Acabei beliscando meu próprio braço para conferir e, no fim, estava bem acordada para digerir o fato de que aquele pequeno corvo compreendia o que eu falava. Voltei a encará-lo, notando o que parecia um brilho triste naqueles olhos tão escuros quanto a noite e acabei sentido um aperto no coração. 

— Você é realmente o último das redondezas?

O bicho crocitou e concordou de novo antes de ameaçar levantar voo.

— Espere! Com certeza deve conhecer bem a floresta, certo? Quer dizer, claro que conhece, afinal você mora aqui e...

Um som agudo demais foi emitido pelo pássaro, interrompendo o que eu dizia e chamando a atenção. Pisquei algumas vezes para me recuperar do susto e, quando voltei a olhar para ele, notei que dava um sinal afirmativo com a cabeça.

— Será que... poderia me mostrar um caminho com algum sinal de pessoas além daquele? — Apontei na direção da cidade e um calafrio percorreu a espinha no mesmo instante — Para lá não volto de jeito nenhum.

Um bater de asas para longe de mim foi a resposta e suspirei, frustrada. Claro que ele não ajudaria... Sempre ouvi dizer que corvos eram aves inteligentíssimas e, levando em conta o fato de humanos terem dizimado seus semelhantes, as chances do pássaro me ajudar eram ridiculamente pequenas.   

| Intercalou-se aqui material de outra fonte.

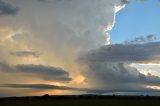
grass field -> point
(74, 101)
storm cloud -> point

Sacudi a cabeça, me desfazendo daqueles pensamentos e tentando não dar força à teoria de eu ter enlouquecido, contudo o "não" daquele corvo conseguiu me incomodar de verdade. 

Acabei pegando uma maçã e comecei a comê-la, desistindo de fingir que nada havia acontecido. Será que aquele corvo era animal de estimação de alguém ou apenas um igual a todos os outros que existiam antes? Jamais poderia saber, pois não tive a ideia de tentar segui-lo. 

De toda forma, não tive muito mais tempo para me concentrar naquilo.

— Serene! — Meu pai chamou.

— Senhorita Westshine! — Uma voz desconhecida fez o mesmo.

— Onde será que ela se meteu? — Era a voz da minha mãe.

— Não acho que tenha ido muito longe, senhora.

Os passos cuidadosos pela floresta e as vozes me chamando cada vez mais alto foram o suficiente para que eu levantasse e começasse a seguir em frente, tentando fazer o menor ruído possível. Com o cobertor abraçado contra o peito, caminhei na ponta dos pés, evitando os galhos e as folhagens até garantir que estaria longe o bastante para começar a correr. 

Não imaginava que eles teriam coragem de adentrar tanto assim a floresta. Sendo um lugar sempre execrado pela Igreja e praticamente todas as pessoas, jurava que me deixariam de lado achando que eu, de alguma forma, já estivesse a sete palmos abaixo da terra. 

Ousei cessar os passos um instante e olhar para trás. Ao notar que os contornos das casas e das pessoas na cidade ainda eram bem visíveis, percebi não ter ido tão longe assim e continuei correndo. Um esconderijo seria perfeito naquele momento, todavia não consegui ver nada além de árvores e mais árvores. 

A floresta parecia não ter fim. Por mais que continuasse, não havia qualquer vislumbre de outras cidades ou de uma saída segura dali. Até cogitei a mudar o trajeto, só que o medo de acabar dando de cara com meus pais era maior e optei por seguir sempre em frente. Entre pequenas pausas para respirar e algum tempo de corrida, só desejava que, por um milagre, a ajuda chegasse.   

Quando as pernas já não aguentavam mais, desabei sentada perto de um córrego prestes a secar. Talvez não me encontrariam tão facilmente, ainda mais ao cair da noite, e foi aquele pensamento que me fez parar de observar os arredores a cada cinco segundos pelo medo de ser pega. Aproveitei o que restava de água no córrego para limpar o pouco suor causado pela corrida e depois comi mais duas maçãs, me enrolando no cobertor quando enfim comecei a sentir frio e os olhos pesavam pouco a pouco.